Il s’y trouvait au moment de la révolution de 1830, qui le força à revenir dans sa capitale où il se montra plus despote et plus hautain que jamais. Des réclamations lui ayant été adressées pour l’allégement des charges publiques et pour la convocation des états, il les repoussa avec une dureté superbe, déclarant qu’il saurait mieux défendre sa couronne que Charles X, et il fit aussitôt braquer des canons sur une des places de la ville ; mais ces démonstrations, au lieu d’effrayer le peuple, l’irritèrent et l’exaspérèrent.

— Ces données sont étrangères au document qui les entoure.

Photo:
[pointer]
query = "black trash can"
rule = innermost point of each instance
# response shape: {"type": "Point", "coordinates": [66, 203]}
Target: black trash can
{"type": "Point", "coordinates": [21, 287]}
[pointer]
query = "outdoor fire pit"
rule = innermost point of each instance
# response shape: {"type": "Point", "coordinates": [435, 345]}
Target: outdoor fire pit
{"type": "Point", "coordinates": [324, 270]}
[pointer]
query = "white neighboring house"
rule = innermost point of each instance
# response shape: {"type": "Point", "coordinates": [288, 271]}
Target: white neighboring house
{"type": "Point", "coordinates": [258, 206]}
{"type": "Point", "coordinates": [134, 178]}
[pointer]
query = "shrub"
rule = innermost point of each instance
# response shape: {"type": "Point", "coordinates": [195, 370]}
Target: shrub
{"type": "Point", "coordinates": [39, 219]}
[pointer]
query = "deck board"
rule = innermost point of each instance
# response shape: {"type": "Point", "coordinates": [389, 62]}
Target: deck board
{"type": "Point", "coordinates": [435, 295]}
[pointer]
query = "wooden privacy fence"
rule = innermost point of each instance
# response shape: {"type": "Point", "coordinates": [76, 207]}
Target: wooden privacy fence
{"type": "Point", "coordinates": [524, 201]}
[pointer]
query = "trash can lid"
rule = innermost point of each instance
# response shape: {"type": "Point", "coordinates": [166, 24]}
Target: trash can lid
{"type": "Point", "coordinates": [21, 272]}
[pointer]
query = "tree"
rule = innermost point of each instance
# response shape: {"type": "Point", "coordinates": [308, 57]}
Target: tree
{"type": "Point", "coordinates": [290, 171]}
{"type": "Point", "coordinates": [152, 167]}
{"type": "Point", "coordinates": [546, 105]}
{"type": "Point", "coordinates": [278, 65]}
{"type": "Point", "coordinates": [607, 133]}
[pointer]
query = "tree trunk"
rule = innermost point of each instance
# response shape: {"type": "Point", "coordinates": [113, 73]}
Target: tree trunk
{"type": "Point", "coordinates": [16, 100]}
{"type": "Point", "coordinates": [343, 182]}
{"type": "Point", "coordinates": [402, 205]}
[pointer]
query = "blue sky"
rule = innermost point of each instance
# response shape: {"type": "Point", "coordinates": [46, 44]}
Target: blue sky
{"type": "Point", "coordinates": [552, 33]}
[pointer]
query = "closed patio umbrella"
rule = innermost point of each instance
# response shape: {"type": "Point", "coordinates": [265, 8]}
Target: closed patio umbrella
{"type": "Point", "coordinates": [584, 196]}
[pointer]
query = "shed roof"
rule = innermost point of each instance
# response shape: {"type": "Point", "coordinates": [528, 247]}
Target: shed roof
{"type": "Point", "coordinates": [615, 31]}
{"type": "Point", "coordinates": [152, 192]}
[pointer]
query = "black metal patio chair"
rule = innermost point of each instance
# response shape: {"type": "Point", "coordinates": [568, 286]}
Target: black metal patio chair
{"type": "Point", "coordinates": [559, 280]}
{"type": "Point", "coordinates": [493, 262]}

Le 6 septembre au soir, comme le duc sortait du spectacle, sa voiture fut assaillie à coups de pierres, et il ne dut son salut qu’à la vitesse de ses chevaux. Le lendemain, l’insurrection devenant de plus en plus menaçante, et les soldats paraissant peu disposés à faire couler le sang de leurs concitoyens, il s’enfuit en toute hâte, pendant que la multitude saccageait son château et le livrait aux flammes. Les bourgeois s’armèrent pour rétablir la tranquillité, et y parvinrent sans beaucoup de peine. Le prince Guillaume, frère cadet du duc, prit le gouvernement à sa place, aux grands applaudissemens du peuple : il renvoya le ministère existant, reconnut les états, promit une nouvelle constitution[2], et tout rentra dans l’ordre. La diète, après de mûres délibérations[3], se déclara convaincue de la complète inaptitude du duc Charles au gouvernement, et donna son assentiment à ce qui

  1. Voici un trait parmi bien d’autres. M. de Cramm, qui avait rédigé une pétition des états à la diète germanique, étant malade, le duc fit de vifs reproches à un médecin qui lui avait donné des soins, et récompensa un chirurgien qui avait refusé ses services à Mme de Cramm au moment de son accouchement. Pour plus de détails, on peut consulter l’ouvrage de Koch : Der Aufstand in Braunschweig am 6 und 7 september.
  2. Cette constitution fut donnée le 12 octobre 1832.
  3. La résolution de la diète est du 2 décembre 1830.